Meet the Agent Who Protected Presidents, the Popemobile, and the Factual Accuracy of "Olympus Has Fallen"

| Fri Mar. 22, 2013 8:16 AM EDT
Actor Gerard Butler.

In Olympus Has Fallen (FilmDistrict, 118 min.), highly trained and well-armed North Korean terrorists storm the White House, murder nearly every Secret Service agent in Washington, DC, and take the president hostage in the underground command center. The terrorists explode large chunks of the White House, tear down its American flag in particularly heinous fashion, kill a lot of innocent civilians, and knock over the Washington Monument in the process. And a lone agent (played by Gerard Butler) is the only one who can save the day, mostly by using sharp objects, assault weapons, and Die Hard-emulating trash-talk.

Given that the real-life White House is fairly well protected—maybe with lasers—and hasn't been burned down since the British invaded in 1814, this film isn't going to win awards for realism. (The assumption of such paramilitary competence on the part of the North Koreans is also really, really funny.)

But even the most intentionally unrealistic action movies aim to get some details right. The Core, a 2003 sci-fi disaster movie about scientists who travel to the center of the Earth to set off nukes, had its very own scientific consultant. And Olympus Has Fallen director Antoine Fuqua (Training Day, Tears of the Sun) sought out a good deal of Washington and Secret Service advice on how to craft his thriller. One of the technical consultants was Joe Bannon, a former special agent with the Office of the Attorney General and Department of Justice in Los Angeles, where he also worked as an allied agent with the Secret Service.

"I understand the terrorist mindset [of] willing to lay down their life for what they believe in."

Bannon now teaches presidential and heads of state protection—as well as a form of martial arts that combines "ancient Shaolin Wisdom with Modern Medical Science"—at the Bannon Institute of Martial Arts and Executive Security International in Colorado.
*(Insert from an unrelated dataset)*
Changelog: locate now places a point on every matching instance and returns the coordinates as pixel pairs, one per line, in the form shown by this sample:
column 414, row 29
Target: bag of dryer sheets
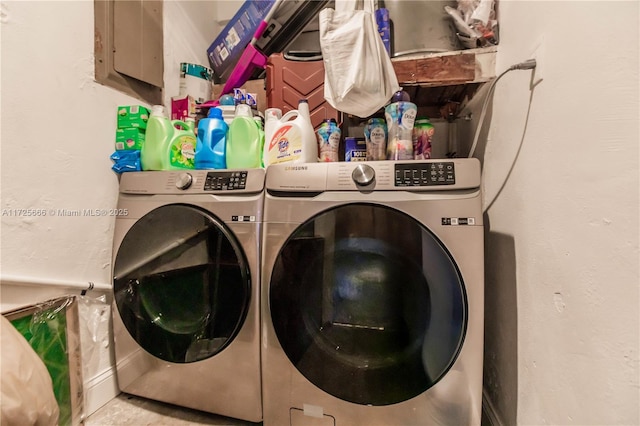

And as brawny as that may sound, when he talks about protective services, Bannon blends religious convictions and psychological maxims. "I understand the terrorist mindset [of] willing to lay down their life for what they believe in," Bannon told me. "Not that I agree with any attack on the United States or the White House, but I have to respect that value."

In his long career as a special agent assisting the Secret Service, Bannon says he served on protection details for George W. Bush, the Clintons, the Gores, Ted Kennedy, Dianne Feinstein, the Saudi royal family, the first family of Kurdistan, Mikhail Gorbachev, and Pope John Paul II. "I provided close-quarter protection for the Popemobile when he gave a service at Mission Dolores in San Francisco in 1987," Bannon said. "I helped him down the stairs of the Popemobile and he smiled at me and touched me on the shoulder. Everyone wanted to rub my shoulder after that to get, like, a blessing out of me."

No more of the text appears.